Amnesty similarly accused Egypt of clamping down on the freedom of expression, arbitrary imprisonment and unfair trials, enforced disappearances and torture, denying detainees medical care, and discriminating against women and girls and Christians.
“Thousands of people remained in prolonged pre-trial detention, including human rights defenders, journalists, politicians, lawyers and social media influencers,” Amnesty said.
According to the Geneva-based Committee for Justice, which tracks violations in Egypt’s prisons, more than 500 people have died in Egyptian prisons since 2017 due to dire conditions, torture, lack of health care and suicide.

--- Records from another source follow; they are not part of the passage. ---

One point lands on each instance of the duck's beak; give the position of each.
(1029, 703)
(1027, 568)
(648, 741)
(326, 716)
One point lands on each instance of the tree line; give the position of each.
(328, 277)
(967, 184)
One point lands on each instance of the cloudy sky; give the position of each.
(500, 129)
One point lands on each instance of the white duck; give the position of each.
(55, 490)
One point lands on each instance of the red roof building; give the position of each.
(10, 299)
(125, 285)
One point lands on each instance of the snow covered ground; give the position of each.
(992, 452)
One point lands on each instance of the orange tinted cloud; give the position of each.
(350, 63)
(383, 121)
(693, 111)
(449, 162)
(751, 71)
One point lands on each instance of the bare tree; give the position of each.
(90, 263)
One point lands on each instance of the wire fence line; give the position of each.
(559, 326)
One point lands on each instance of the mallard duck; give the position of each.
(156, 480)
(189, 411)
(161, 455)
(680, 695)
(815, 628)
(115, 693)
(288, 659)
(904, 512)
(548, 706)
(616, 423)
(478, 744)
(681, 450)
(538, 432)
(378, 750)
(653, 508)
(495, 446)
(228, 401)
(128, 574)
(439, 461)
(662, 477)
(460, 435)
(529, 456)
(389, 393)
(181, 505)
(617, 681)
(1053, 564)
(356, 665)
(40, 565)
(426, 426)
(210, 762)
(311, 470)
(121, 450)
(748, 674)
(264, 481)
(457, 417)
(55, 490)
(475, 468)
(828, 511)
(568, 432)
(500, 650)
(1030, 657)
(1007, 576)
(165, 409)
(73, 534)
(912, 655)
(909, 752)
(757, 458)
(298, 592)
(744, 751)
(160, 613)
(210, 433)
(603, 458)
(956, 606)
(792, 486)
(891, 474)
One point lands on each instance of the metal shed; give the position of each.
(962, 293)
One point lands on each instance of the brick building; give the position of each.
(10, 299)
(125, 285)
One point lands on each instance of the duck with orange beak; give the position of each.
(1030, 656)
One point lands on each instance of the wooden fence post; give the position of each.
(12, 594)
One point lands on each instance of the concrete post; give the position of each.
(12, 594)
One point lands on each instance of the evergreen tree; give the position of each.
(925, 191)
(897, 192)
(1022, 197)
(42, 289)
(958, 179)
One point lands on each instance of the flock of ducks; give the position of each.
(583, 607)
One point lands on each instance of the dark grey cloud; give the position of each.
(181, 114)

Just 48 hours after Sisi announced his national human rights strategy, political prisoner Alaa Abdul Fattah, an iconic figure of Egypt’s 2011 Tahrir Square uprising, told his lawyer he was thinking of committing suicide. Fattah has been in pre-trial detention for almost two years after being intermittently jailed starting in 2011.
In January, Egypt marked 10 years since the beginning of the Tahrir Square uprising, in which thousands gathered to demand change. With the support of the army, Egypt’s longtime President Hosni Mubarak stepped down. He was succeeded in 2012 by Morsi, whom Sisi ousted in the coup a year later.
As Sisi announced the rights strategy, Patrick George Zaki, a researcher and human rights advocate accused of spreading fake news, went on trial. Zaki, 30, had been arrested in February 2020 for writing about his hardships as a Coptic Christian in Egypt. He has been in pretrial detention for 19 months.
International Christian Concern, an organization that advocates for the rights of Christians worldwide, said in a statement that in addition to Zaki, Ramy Kamel and Peter Ragheb are imprisoned for their advocacy of human rights and religious freedom. Their detention shows the Egyptian authorities’ disregard for freedom of expression, the group said.
Kamel has been held since 2019 for allegedly funding terrorism, among other charges. He is the founder of Maspero Youth Union, a human rights network that documents violations of religious freedom. Ragheb is a lawyer arrested this year and accused of terrorism and spreading fake news.
After Sisi unveiled his human rights strategy, the press freedom group Reporters Without Borders (RSF) called on him to release 28 journalists “currently detained arbitrarily in Egypt if he wants to show that his government is sincere in its desire to improve the situation.”
RSF said Egypt became one of the world’s biggest jailers of journalists under Sisi.
“We hope that this national programme for human rights will be something other than a joke in bad taste, and we invite the Egyptian authorities to lose no time in giving concrete evidence of their commitment by immediately releasing all imprisoned journalists,” said Christophe Deloire, RSF secretary-general.
On September 15, the Freedom Initiative, a Washington, D.C., human rights organization specializing in defending prisoners in the Arab world, said in a statement that protecting human rights in Egypt requires political will, not just a national strategy.
“Over the past six years, all state institutions, and specifically the legislature and judiciary, have been undermined and weakened in favor of the executive, represented by the president,” the group said.
“This has utterly upset the balance of powers, giving the president and his security establishment a free hand to act without oversight by the parliament, courts, media, political parties, or professional syndicates and labor unions.”
With the new strategy, Sisi said his government will integrate human rights into the work of state’s institutions, invite civil society and political entities to participate, develop a system to deal with complaints and grievances, and intensify national efforts to strengthen human rights.